Community property is a family law term used to refer to all of the personal and real property that a couple acquires during their marriage, which legally belongs to both spouses. If the couple divorces, the community property must be divided and distributed to the parties. The goal in most cases is to achieve an equitable division of the community property, as well as the community debt. The court assumes that when two people marry, they are making an implied agreement to share the belongings they acquire during the marriage equally. To explore this concept, consider the following community property definition.
Definition of Community Property
- Everything purchased or acquired by a couple during the course of their marriage or domestic partnership that is not a gift or inheritance.
What is Community Property
When two people get married, they share more than their hearts. They share their property, their belongings, their income, and their debt. Understanding who owns what can be confusing, as some states look at community property differently than others. Determining what is community property, also referred to as “marital property,” becomes important during significant life events, such as creating a will and other estate planning documents, divorce, and death.
Community Property States
The majority of U.S. states do not have community property laws. During divorce in these states, the division of the assets often becomes the responsibility of the family court judge, who distributes the property how he or she sees fit.
Community property states include:
- New Mexico
Even in states that have community property laws, a judge quite a bit of discretion in distributing the marital assets in a manner he or she sees fit. For example, if one party is mainly responsible for the care of the children after a divorce, the judge may award him or her a greater portion of the home furnishings.
Types of Community Property
Typically, any property that is acquired during the marriage is considered community property in a community property state. The most common examples of community property include items acquired during the marriage, such as:
- Wages earned by either spouse during the marriage, especially if it is deposited in a joint account
- Home and furniture
- Computers and other electronics
- Personal belongings
- Cookware and kitchen items
- Decorations and art
- Yard care tools
- Vehicles purchased during the marriage
Separate property refers to personal and real property that belonged to one spouse prior to the marriage, as well as property given to one spouse as a gift or inheritance. Other items that may be considered separate property in some states include:
- Property inherited by one spouse
- Bank account held in the name of one spouse
- Proceeds from a personal injury suit
- Property gifted to just one spouse, even if it took place during the course of the marriage
- Any property specifically listed in writing
- Property purchased with assets that were kept separate during the course of the marriage
Even when states recognize separate property laws, the spouse that claims the property often has the burden of proving that it should be considered separate and community property.

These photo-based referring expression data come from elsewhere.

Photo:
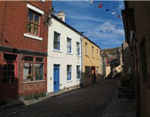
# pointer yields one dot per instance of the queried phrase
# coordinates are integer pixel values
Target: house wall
(13, 25)
(141, 16)
(88, 60)
(126, 58)
(108, 69)
(62, 57)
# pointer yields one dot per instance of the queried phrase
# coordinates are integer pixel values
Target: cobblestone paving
(120, 108)
(90, 101)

Property is not the only thing acquired by couples during the time they are married. Debt acquired by the couple, or by one spouse for a property of purpose that benefits the couple, is considered community debt. Like the couple’s assets, community debt is divided and distributed between the spouses upon divorce. Community debt is also an issue in settling the estate when a spouse dies. If such debt has not been provided for in a will, whoever inherits the assets of the estate may have to settle the debts as well. This is a complex issue on which a professional should be consulted.
Debt owned by one spouse prior to the marriage remains the separate debt of that party. In addition, if one spouse negligently wastes assets, or incurs debt, for example by gambling, the court may consider the debt as the sole responsibility of that spouse in a divorce.

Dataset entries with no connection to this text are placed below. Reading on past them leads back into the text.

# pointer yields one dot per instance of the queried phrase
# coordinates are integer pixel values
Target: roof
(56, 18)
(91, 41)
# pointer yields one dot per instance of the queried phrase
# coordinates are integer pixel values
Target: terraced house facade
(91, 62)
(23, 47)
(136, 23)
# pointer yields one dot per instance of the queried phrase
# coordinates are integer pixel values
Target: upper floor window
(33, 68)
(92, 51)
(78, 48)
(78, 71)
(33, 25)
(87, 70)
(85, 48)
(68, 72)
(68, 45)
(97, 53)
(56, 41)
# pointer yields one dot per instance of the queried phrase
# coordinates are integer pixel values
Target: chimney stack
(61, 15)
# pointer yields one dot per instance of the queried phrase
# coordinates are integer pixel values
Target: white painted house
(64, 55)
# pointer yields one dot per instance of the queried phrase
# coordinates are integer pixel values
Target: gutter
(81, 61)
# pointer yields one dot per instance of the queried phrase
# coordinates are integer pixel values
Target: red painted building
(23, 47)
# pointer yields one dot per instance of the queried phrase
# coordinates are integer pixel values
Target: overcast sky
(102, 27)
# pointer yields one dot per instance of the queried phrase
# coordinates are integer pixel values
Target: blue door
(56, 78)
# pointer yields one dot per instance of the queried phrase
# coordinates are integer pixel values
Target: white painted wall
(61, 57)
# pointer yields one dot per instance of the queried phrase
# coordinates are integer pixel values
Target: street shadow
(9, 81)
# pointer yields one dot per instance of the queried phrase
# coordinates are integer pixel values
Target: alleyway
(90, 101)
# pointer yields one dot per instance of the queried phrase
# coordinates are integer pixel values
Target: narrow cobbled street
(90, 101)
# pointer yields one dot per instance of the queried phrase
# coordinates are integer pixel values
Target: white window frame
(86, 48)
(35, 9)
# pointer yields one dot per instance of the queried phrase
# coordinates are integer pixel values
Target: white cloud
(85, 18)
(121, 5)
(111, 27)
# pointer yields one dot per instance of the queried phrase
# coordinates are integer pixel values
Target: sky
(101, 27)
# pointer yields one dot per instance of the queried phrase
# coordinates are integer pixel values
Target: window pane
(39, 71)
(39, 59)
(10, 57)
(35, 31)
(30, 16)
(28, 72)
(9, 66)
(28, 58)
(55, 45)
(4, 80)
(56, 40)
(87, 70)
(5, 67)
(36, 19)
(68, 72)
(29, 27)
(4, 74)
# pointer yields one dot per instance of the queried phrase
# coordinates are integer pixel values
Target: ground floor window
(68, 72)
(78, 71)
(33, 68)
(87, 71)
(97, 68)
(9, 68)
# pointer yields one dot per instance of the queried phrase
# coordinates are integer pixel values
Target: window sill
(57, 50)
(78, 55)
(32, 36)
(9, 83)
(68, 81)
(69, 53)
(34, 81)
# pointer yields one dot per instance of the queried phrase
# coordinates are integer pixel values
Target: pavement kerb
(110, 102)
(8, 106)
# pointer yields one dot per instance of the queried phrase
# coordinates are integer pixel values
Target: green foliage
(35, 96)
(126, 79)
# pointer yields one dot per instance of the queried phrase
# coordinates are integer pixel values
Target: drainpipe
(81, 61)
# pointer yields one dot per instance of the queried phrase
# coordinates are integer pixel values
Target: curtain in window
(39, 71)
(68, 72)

When the Type of Property is Important
There are several circumstances in life that can bring up the question of who owns marital assets. These include death and divorce. Sometimes, when couples divorce, they can come to an agreement about who gets what, but in many cases, high emotions make the matter difficult, and the case goes before a judge. The judge will then look at all of the marital assets, decide whether any of the property is separately owned by one spouse, and divide the rest between them.
In the event of the intestate death of one spouse, the issue of separate and community property again raises its head. Without a will, all of the couple’s community property remains with the surviving spouse. The deceased spouse’s separate property would go to the deceased’s closest living relative, often a child or grandchild.
Related Legal Terms and Issues
- Personal Property – Any item that is moveable and not fixed to real property.
- Real Property – Land and property attached or fixed directly to the land, including buildings and structures.
- Equitable – Impartial, unbiased, fair to all parties.
- Estate Planning – The process of arranging for the transfer of an individual’s assets upon death.
- Will – A legal document in which an individual specifies how his or her estate will be managed and distributed after death.
- Intestate – The state of having died without having a will.
- Marital Assets – All property acquired during the course of a marriage, regardless of which spouse claims ownership or holds title to the property.
- Community Debt – Any debt incurred during the course of a marriage for some purpose that generally benefits the marriage, and for which both spouses may be held liable.